Всякое Откровение, исходящее от Бога, содержит в себе непреходящие (абсолютные) истины, и потому наполнены они глубочайшим мистическим смыслом. В соответствии с этим, аллегория образов является совершенно естественным и неизбежным атрибутом Откровений свыше, ибо небесные сущности не адекватны сущностям мат. мира. Поэтому разгадывать Божественные «ребусы» – занятие нерациональное и бесперспективное1. В связи с этим возникает правомерный вопрос: для чего же Бог даёт Свои Откровения, если невозможно понять их смысла? А ответ весьма прост, Божественные Откровения постигаются теми, для кого они предназначены.
Несомненно, если не всем, то большинству людей хотелось бы узнать таинственные истины Божественных Откровений. Свидетельством тому являются множественные попытки экзегетов минувших веков Новой эры проникнуть за завесу тайны не только этой пророческой книги, но и в тайны Откровений полученных ветхозаветными пророками. Но каковы же критерии, позволяющие постичь сокровенные тайны Откровений? Прежде всего – время. То или иное Откровение предназначено, прежде всего, тем, кто окунётся в предсказанные события, или соприкоснётся с ними. Никогда не сможет человек, силой своего ума, постичь то, что за пределами его восприятия. Второй признак, который позволит познать запечатлённое в Откровении предсказание, это способность самого субъекта разглядеть осуществляемое событие. Ведь ни для кого не секрет, что все мы, и каждый по-своему воспринимаем окружающий мир и по-своему интерпретируем события в нём происходящие, а кто-то может и не заметить эти события.
Нет сомнения в том, что, как и всякое Откровение, явленное свыше, и это Откровение Иисуса Христа, данное Иоанну Богослову, является лишь аллегорией Божественных истин, потому что все пророческие образы в нём мистичны и символичны.

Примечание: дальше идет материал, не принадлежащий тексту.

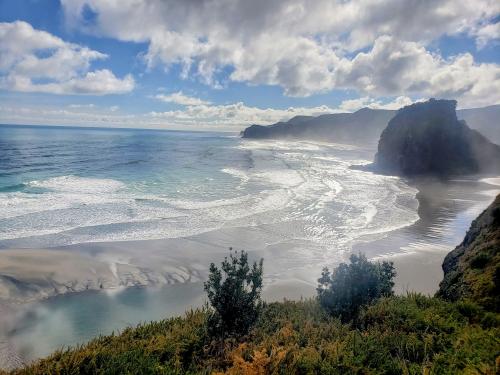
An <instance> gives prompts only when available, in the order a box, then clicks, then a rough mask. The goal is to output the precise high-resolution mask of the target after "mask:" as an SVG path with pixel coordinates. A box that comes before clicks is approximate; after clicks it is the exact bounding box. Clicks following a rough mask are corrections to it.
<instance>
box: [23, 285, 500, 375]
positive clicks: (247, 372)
mask: <svg viewBox="0 0 500 375" xmlns="http://www.w3.org/2000/svg"><path fill="white" fill-rule="evenodd" d="M488 316H489V314H488V313H486V312H484V311H483V310H482V309H481V308H480V307H478V306H477V305H474V304H471V303H459V302H455V303H451V302H446V301H443V300H441V299H438V298H433V297H424V296H422V295H419V294H409V295H407V296H404V297H395V296H393V297H386V298H382V299H380V300H379V301H377V302H376V303H375V304H373V305H371V306H368V307H366V308H364V309H363V310H362V312H361V313H360V315H359V319H358V322H357V324H356V326H353V325H352V324H343V323H341V322H340V321H339V320H338V319H336V318H333V317H331V316H330V315H329V314H327V313H325V311H324V310H323V309H322V308H321V306H320V304H319V303H318V302H317V301H316V300H314V299H311V300H306V301H298V302H292V301H286V302H281V303H271V304H266V305H264V306H263V308H262V311H261V313H260V315H259V318H258V320H257V321H256V323H255V325H254V327H253V328H252V330H251V331H250V332H249V334H248V335H247V336H246V337H244V338H242V339H241V340H239V341H238V340H234V339H226V340H225V341H224V343H223V345H214V344H213V342H212V341H211V338H210V336H209V335H208V329H207V328H208V327H207V322H208V319H209V317H210V311H208V310H206V309H204V310H195V311H191V312H188V313H187V314H186V315H185V316H184V317H183V318H172V319H168V320H164V321H160V322H153V323H149V324H145V325H141V326H138V327H136V328H129V329H126V330H125V331H124V332H123V333H122V334H120V335H112V336H106V337H100V338H97V339H95V340H93V341H91V342H90V343H88V344H86V345H84V346H81V347H78V348H74V349H70V350H65V351H59V352H56V353H54V354H53V355H52V356H50V357H49V358H46V359H43V360H40V361H38V362H36V363H34V364H32V365H31V366H29V367H27V368H25V369H22V370H19V371H17V372H15V373H18V374H93V373H103V374H127V373H129V374H182V373H187V374H211V373H217V372H220V373H226V374H267V373H269V374H290V373H292V374H293V373H297V374H349V373H353V374H405V373H406V374H459V373H460V374H495V371H496V367H495V366H496V365H495V361H497V362H498V361H499V359H498V358H499V355H500V339H499V338H500V320H499V317H498V315H495V314H494V315H493V316H494V319H493V321H491V319H489V318H487V317H488ZM485 318H486V319H485ZM490 318H491V316H490ZM495 319H496V320H495ZM497 366H498V364H497Z"/></svg>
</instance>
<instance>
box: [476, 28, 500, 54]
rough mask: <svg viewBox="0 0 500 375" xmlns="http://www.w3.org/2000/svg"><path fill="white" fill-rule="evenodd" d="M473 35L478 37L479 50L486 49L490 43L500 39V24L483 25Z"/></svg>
mask: <svg viewBox="0 0 500 375" xmlns="http://www.w3.org/2000/svg"><path fill="white" fill-rule="evenodd" d="M472 34H473V35H474V36H475V37H476V44H477V46H478V48H484V47H485V46H486V45H487V44H488V43H489V42H491V41H494V42H498V40H499V39H500V22H497V23H489V24H485V25H481V26H480V27H479V28H478V29H477V30H475V31H473V32H472Z"/></svg>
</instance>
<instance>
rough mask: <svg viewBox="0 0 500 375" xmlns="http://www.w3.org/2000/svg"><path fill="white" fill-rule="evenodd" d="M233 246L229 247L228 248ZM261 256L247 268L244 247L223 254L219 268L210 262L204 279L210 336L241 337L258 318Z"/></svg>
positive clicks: (247, 263)
mask: <svg viewBox="0 0 500 375" xmlns="http://www.w3.org/2000/svg"><path fill="white" fill-rule="evenodd" d="M230 250H232V249H230ZM262 267H263V259H261V260H260V262H259V263H258V264H257V262H254V263H253V266H252V267H251V268H250V265H249V263H248V254H247V253H246V252H245V251H241V252H240V253H239V254H238V252H235V253H234V254H233V252H232V251H231V253H230V254H229V258H227V257H226V258H224V261H223V262H222V264H221V269H219V268H218V267H216V266H215V264H213V263H212V264H210V274H209V278H208V281H207V282H206V283H205V291H206V292H207V296H208V299H209V301H210V305H211V306H212V308H213V312H212V314H211V316H210V319H209V332H210V334H212V335H213V336H217V337H221V338H227V337H240V336H242V335H245V334H247V333H248V331H249V329H250V328H251V326H252V325H253V324H254V322H255V321H256V319H257V316H258V313H259V309H260V308H261V305H262V302H261V299H260V293H261V290H262Z"/></svg>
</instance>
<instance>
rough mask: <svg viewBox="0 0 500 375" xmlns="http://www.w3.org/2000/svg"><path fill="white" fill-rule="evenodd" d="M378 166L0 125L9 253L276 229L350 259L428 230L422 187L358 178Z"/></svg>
mask: <svg viewBox="0 0 500 375" xmlns="http://www.w3.org/2000/svg"><path fill="white" fill-rule="evenodd" d="M370 158H371V154H370V153H369V152H367V151H366V150H362V149H358V148H355V147H350V146H345V145H334V144H318V143H308V142H282V141H267V142H257V141H244V140H242V139H240V138H238V137H236V136H235V135H232V134H227V133H202V132H171V131H153V130H130V129H127V130H124V129H88V128H56V127H39V126H32V127H19V126H0V162H1V163H0V247H4V248H7V247H52V246H62V245H70V244H78V243H87V242H107V241H120V240H137V239H162V238H178V237H186V236H190V235H195V234H199V233H204V232H208V231H213V230H217V229H220V228H227V227H242V226H243V227H248V226H252V227H256V226H261V225H267V226H268V228H267V230H268V231H271V232H272V234H273V236H272V237H273V238H276V237H278V238H283V239H290V237H292V238H295V239H297V240H304V241H312V242H313V245H317V246H319V247H320V248H323V247H325V246H330V247H331V246H333V245H334V246H336V250H337V252H339V251H341V250H348V249H349V247H350V243H351V242H352V241H353V240H354V239H355V238H357V237H359V236H362V235H367V234H373V233H382V232H387V231H389V230H392V229H394V228H396V227H400V226H405V225H408V224H410V223H412V222H414V221H415V220H416V219H417V215H416V200H415V194H416V190H415V189H414V188H411V187H409V186H408V185H406V184H405V183H404V182H403V181H401V180H399V179H397V178H394V177H387V176H376V175H373V174H371V173H366V172H361V171H355V170H351V169H350V168H349V167H350V165H352V164H356V163H366V162H368V161H369V159H370ZM309 247H311V246H309Z"/></svg>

А это значит, что по поводу истинной сути тех или иных образов, можно лишь строить догадки, но их истинный смысл будут открываться лишь по мере свершения пророчеств в реалиях земной истории.
Взявшись за труд по разъяснению богословских истин, искажённых предшествующими экзегетами, воспитанными на церковных догматах, и я буду предлагать читателю своё понимание содержания и своё восприятие образов Откровения. А это значит, что богословские истины в моём толковании этой книги откроются в ином аспекте, непривычном для общепринятого теологического мышления. Кроме того, и апокалиптические образы зверей последней богоборческой эпохи (глава 13), как и образ великой блудницы, описанный в 17—18 главах, я увидел иначе, нежели толкователи предыдущих эпох.